By Ingrid Halvorsen · Staff Writer
· 3 min read
Spanish start-ups raised more than €3bn in venture capital in 2025, the third year they have crossed that threshold after 2021 and 2022, according to an analysis by Neil Martin published on Finextra. Martin said Spain ranked second in Europe by VC funding growth rate last year and now has a tech ecosystem valued at €125bn.
The figures point to a broader shift in European venture funding, where Spain remains smaller than the UK, Germany and France but is gaining scale. Martin placed Spain as the eighth-largest technology ecosystem in Europe, compared with the UK at €1.3tn, Germany at €504bn and France at €483bn in enterprise value.
Martin said Spanish start-ups have expanded 2.3 times since 2020. Of the country’s €125bn enterprise value, about half was created by companies founded since 2015. Private companies accounted for €67bn, acquired businesses for €48bn and listed technology groups for €10bn, according to the analysis.
Funding was concentrated in the country’s two largest technology centres. Madrid and Barcelona together generated more than two-thirds of venture capital raised in Spain in 2025, Martin said. Barcelona ranked 59th globally in the analysis, while other cities including Valencia, Bilbao, Malaga and San Sebastián showed strength in early and breakout-stage financing.
Early and breakout-stage funding has roughly returned to its 2021 high, according to Martin. Late-stage investment remained well below the levels reached in 2021 and 2022, which he attributed mainly to the absence of mega-rounds above €250mn. Late-stage funding totalled €783mn in 2025, compared with €1.9bn in 2021 and €1.4bn in 2022.
Artificial intelligence attracted the largest amount of sector funding in Spain in 2025, drawing €717mn, Martin said. He added that nearly one in five start-ups founded in Spain since 2021 is an AI company, and that Madrid and Barcelona have become leading European centres for AI researchers and technology talent, competing with cities including London and Paris.

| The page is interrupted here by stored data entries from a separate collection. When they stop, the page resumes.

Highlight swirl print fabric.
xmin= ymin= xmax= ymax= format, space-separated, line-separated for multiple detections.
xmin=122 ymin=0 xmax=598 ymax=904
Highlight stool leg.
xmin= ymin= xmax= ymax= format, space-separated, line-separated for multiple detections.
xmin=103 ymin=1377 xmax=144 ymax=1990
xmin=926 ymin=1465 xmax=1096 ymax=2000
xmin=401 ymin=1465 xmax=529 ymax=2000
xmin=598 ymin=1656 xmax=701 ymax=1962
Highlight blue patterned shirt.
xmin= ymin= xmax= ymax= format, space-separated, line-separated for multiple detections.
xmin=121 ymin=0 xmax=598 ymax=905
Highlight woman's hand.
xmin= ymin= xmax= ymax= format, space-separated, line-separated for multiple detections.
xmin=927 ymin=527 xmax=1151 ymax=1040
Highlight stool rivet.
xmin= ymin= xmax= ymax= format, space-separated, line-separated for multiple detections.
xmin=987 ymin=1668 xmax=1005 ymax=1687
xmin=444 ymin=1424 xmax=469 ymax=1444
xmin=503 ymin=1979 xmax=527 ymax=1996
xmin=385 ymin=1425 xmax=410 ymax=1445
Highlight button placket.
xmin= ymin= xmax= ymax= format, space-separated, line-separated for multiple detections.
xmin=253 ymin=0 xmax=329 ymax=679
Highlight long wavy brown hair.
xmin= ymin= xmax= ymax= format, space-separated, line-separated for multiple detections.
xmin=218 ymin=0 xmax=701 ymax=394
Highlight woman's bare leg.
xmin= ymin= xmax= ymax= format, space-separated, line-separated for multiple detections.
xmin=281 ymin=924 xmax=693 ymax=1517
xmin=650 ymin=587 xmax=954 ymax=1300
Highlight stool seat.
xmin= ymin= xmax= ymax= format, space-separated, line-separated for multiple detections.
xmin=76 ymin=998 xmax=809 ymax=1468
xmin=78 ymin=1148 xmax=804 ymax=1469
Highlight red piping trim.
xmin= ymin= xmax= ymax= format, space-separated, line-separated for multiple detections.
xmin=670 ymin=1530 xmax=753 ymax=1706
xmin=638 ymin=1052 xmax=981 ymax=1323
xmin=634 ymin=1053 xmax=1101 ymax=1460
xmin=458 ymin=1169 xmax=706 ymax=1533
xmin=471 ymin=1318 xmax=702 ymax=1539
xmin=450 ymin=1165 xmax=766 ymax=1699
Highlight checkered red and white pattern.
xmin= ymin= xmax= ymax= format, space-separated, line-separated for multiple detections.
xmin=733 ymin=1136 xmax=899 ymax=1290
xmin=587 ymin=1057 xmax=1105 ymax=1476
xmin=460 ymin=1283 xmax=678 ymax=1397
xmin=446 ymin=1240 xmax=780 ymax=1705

Martin also pointed to a stronger founder base as a factor in Spain’s development. He cited former employees of Spanish unicorns including Glovo, Cabify and Job&Talent who have gone on to create new companies, and said founders with experience inside high-growth businesses often build faster-scaling ventures.
The financing infrastructure around the sector has also matured, according to the analysis. Martin identified BBVA Spark, which serves technology companies, and Kfund, which backs businesses in Southern Europe and Latin America, as examples of specialist capital providers. He also cited Spain’s Startups Law and the certification role of Enisa as contributors to a more favourable legal and fiscal setting for innovation.
Spain’s constraints remain material. Martin said the country trails peer ecosystems in the progression from seed funding to Series A, with 19% of start-ups making that transition, against 31% in Germany, 27% in the UK and a European average of 23%.
Deep tech creation has also weakened on one measure. Martin said the share of deep tech start-ups founded in Spain since 2021 was 5.1 percentage points lower than during the 2010 to 2020 period. He also noted that many companies founded in Spain move their headquarters abroad while retaining business-critical links to the country, a pattern that can reduce the domestic concentration of senior corporate infrastructure.
Martin concluded that Spain has entered a more consolidated phase, supported by technical talent, AI activity and specialist capital, while still facing gaps in later-stage funding and scale-up conversion.
This story draws on original reporting from Finextra Research.